В последний предвоенный год никого в писательском поселке больше не сажали — и по записям отца вижу, что оставшиеся (и заменившие репрессированных) дачники жили вызывающе открытой жизнью: дружили, как не дружили никогда потом, общались тесно семьями — и делали, в общем, вид, что самое страшное позади и никогда больше не повторится. Но без такой эгоистической эйфории как бы жить и работать?
Допускаю, что с подобными — неподтвердившимися — надеждами вступали писатели-переделкинцы и в послевоенную пору. Самое, как казалось (ну и на самом деле было), страшное — война — было позади.
Глава вторая
Фадеев приходил к нам (к моим родителям) читать “Молодую гвардию”. На моей памяти писателям необходимы были слушатели только что сочиненных страниц. Думаю, что Александр Александрович читал свою новую книгу и в других домах, но зимой тогда на дачах жили немногие; кроме семьи Катаевых и одинокого (семья зимовала на московской квартире) Фадеева, никого и не припомню. Разве что в двухэтажном бараке, всеми называемом стандартным домом (я и сейчас, когда слышу выражения “стандарт”, “стандартный”, мгновенно представляю этот дом, который до сих пор существует и в нем живут), у автора “Молодой гвардии” жила возлюбленная Клавдия Стрельченко, вдова погибшего на войне молодого поэта. Я дружил с ее сыном Валей и бывал у них в стандартном доме.
Когда книга Фадеева вышла в издательстве “Молодая гвардия” (меня удивило тогда, что и книга, и само издательство называются одинаково) — нетолстая, но большая по формату, в светло-защитного цвета обложке, — автор подарил экземпляр моим родителям с надписью (крупным твердым почерком, буквы, четко выведенные черными чернилами, не сливались): “Дорогим друзьям Тиле и Павлику”. И точно такую же книжку, надписанную точно таким же, разумеется, почерком, я увидел в доме Стрельченко. Не помню, к сожалению, точного текста автографа, но я, мне пять уже исполнилось, почувствовал, что к маме моего приятеля Фадеев все же относится по-другому, чем к моим родителям, особеннее, как показалось мне, хотя ничего про отношения Александра Александровича с Клавой я не мог себе тогда представить.

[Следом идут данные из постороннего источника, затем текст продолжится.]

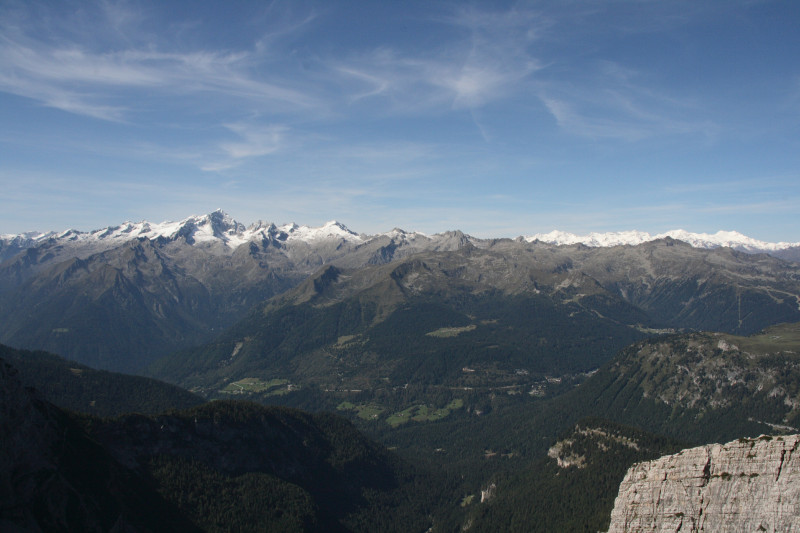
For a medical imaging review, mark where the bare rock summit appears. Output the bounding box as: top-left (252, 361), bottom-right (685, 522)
top-left (609, 435), bottom-right (800, 533)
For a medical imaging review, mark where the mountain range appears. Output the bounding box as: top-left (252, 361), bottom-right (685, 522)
top-left (0, 210), bottom-right (800, 260)
top-left (0, 211), bottom-right (800, 372)
top-left (0, 211), bottom-right (800, 531)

Последний раз я видел Фадеева за год до его кончины — летом. Он прошел уже перекресток, и я увидел Александра Александровича со спины — спину в сером пиджаке он держал очень прямо. Мне было уже не пять лет, а пятнадцать, и у меня не оставалось сомнений, что идет он от Клавы (вспомнил тут же рассказ Жени Чуковского про звонок, специально проведенный Валей Стрельченко в их комнату, чтобы гость не беспокоил соседей, стучась в общую дверь).
Саму книгу “Молодая гвардия” я прочел намного позже, чем слышал в авторском чтении.
Кстати, Александру Александровичу Фадееву я обязан тем, что довольно рано, задолго до школы, научился читать (буквы мне и раньше показывали — и я даже имя свое, осилив четыре буквы, написал, но букв, составляющих фамилию, не знал и наивно верил, что если правильно напишу “Саша”, то и фамилия сама собой к имени приложится).
Мне не то чтобы совсем уж неинтересно было слушать чтение “Молодой гвардии” — запомнил же я сцену, где Сережка Тюленин ныряет, высунув из воды для эпатажа тех, кто на берегу, голую попку, — но утром (чтение происходило после обеда) я заходил в еще не сгоревший Дом творчества, и кто-то из писателей подарил мне книжку-раскладушку с цветными картинками сатирического толка, они сопровождались подписями, где зло высмеивали фашистов, изображенных разными противными зверями. И мне не терпелось поскорее прочесть эти подписи. Но не Фадеева же мне было просить их прочесть. Я кружил вокруг обеденного стола, за которым происходило чтение, со своей книжкой, желая обратить на нее внимание взрослых, — и безуспешно: родители слушали “Молодую гвардию”, а Фадеев, соответственно, читал.
(Пройдут годы, и текст Фадеева станет непременным для декламации в самодеятельности или при поступлении в театральные училища. Выбирали обычно кусок про материнские руки, что-то вроде того: мама, я помню руки твои…)
Лицо самого Фадеева краснело от смеха; как я теперь понимаю, этим смехом он скрывал авторское волнение, спрашивая отца: “Будешь еще слушать?” Водку пили в паузах между чтением, закусывали рыжими консервами из железных банок — война, пока читал вслух свое произведение писатель, продолжалась.